Civil rights and feminist advocates hoped for a conclusive resolution from the courts of whether sex segregation could be constitutionally valid, and if so, under what circumstances. It was not to be. In 1977, a pair of cases left the issues muddier than ever: in the Mississippi desegregation case United States v. Amite County School District, et al., the Fifth Circuit ruled that the Equal Educational Opportunity Act of 1974, a statute passed primarily to curtail busing, prohibited sex-segregated school assignments. In the same year, an equally divided Supreme Court affirmed without opinion a Third Circuit ruling that Philadelphia’s elite public boys’ school, Central High, was not constitutionally impelled to admit Susan Vorchheimer. Neither decision resolved the many unanswered questions about sex segregation and its relationship to racial segregation and desegregation. Nevertheless, the debate over the pedagogical desirability and constitutional legitimacy of sex segregation had been transformed forever.

“Not Even the Present Court Can Call It Unconstitutional”

Once upon a time, Jim Crow’s minions could muster the unquestioned legitimacy of sex segregation into service to justify and naturalize the separation of the races in public schools. To deem segregating black and white schoolchildren impermissible was as ludicrous to the Bertonneau court in 1878 as challenging the separate education of boys and girls. When Herbert Wechsler sought to vindicate “neutral principles” of constitutional law in 1959, the widespread acceptance of sex segregation as constitutionally unproblematic served for him as a basis for viewing racial segregation as equally within constitutional bounds. Though the constitutionality of racial segregation had come under escalating attack since the 1930s, challenges to sex separation were only just beginning to surface in the 1950s.
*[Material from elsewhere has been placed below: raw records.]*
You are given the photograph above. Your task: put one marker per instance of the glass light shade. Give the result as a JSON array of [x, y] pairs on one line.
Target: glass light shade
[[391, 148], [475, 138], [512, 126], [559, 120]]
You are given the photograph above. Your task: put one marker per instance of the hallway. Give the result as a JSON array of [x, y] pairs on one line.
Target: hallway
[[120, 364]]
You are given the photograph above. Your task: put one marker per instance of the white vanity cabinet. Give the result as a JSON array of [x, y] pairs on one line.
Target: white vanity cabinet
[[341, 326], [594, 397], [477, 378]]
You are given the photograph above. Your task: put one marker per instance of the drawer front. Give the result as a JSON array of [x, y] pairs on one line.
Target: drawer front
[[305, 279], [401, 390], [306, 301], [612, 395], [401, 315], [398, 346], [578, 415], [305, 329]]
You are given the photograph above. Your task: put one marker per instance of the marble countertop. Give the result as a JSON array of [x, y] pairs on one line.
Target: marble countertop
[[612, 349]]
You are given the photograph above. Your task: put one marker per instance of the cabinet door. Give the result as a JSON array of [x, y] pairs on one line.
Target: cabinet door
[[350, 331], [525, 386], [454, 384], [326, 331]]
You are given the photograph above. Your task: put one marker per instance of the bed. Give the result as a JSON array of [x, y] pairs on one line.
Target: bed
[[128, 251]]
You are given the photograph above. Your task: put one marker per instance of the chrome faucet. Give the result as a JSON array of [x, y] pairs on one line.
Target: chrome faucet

As such, sex separation was a logical antidote to racial desegregation for many legislators and commentators who addressed the problem of racial integration after the Brown decision transformed the constitutional landscape in 1954.

In fact, even before the bombshell of May 17, 1954, at least one state anticipated the need for a contingency plan in case the days of school segregation were numbered. The Alabama legislature authorized sex separation in public schools in 1953,[10] and over the next four years, Tennessee[11] and Florida[12] followed suit, passing permissive legislation of various kinds. In 1955, former Connecticut Senator Hiram Bingham wrote a highly publicized letter to South Carolina Governor James F. Byrnes proposing sex segregation as an alternative to appease those who urged the abolition of public education if the state were forced to racially desegregate.[13] In 1959, segregationists in the Virginia House proposed a bill that would mandate the permanent discharge of any teacher who allowed coeducational classrooms.[14] Though this extremist approach did not win legislative approval, the Charlottesville schools initiated a sex separation ‘experiment’ for the 1959-60 school year.[15] Meanwhile, several school districts in Louisiana turned to sex separation after a 1960 law authorized the practice on the eve of a bruising battle over integration in New Orleans.[16]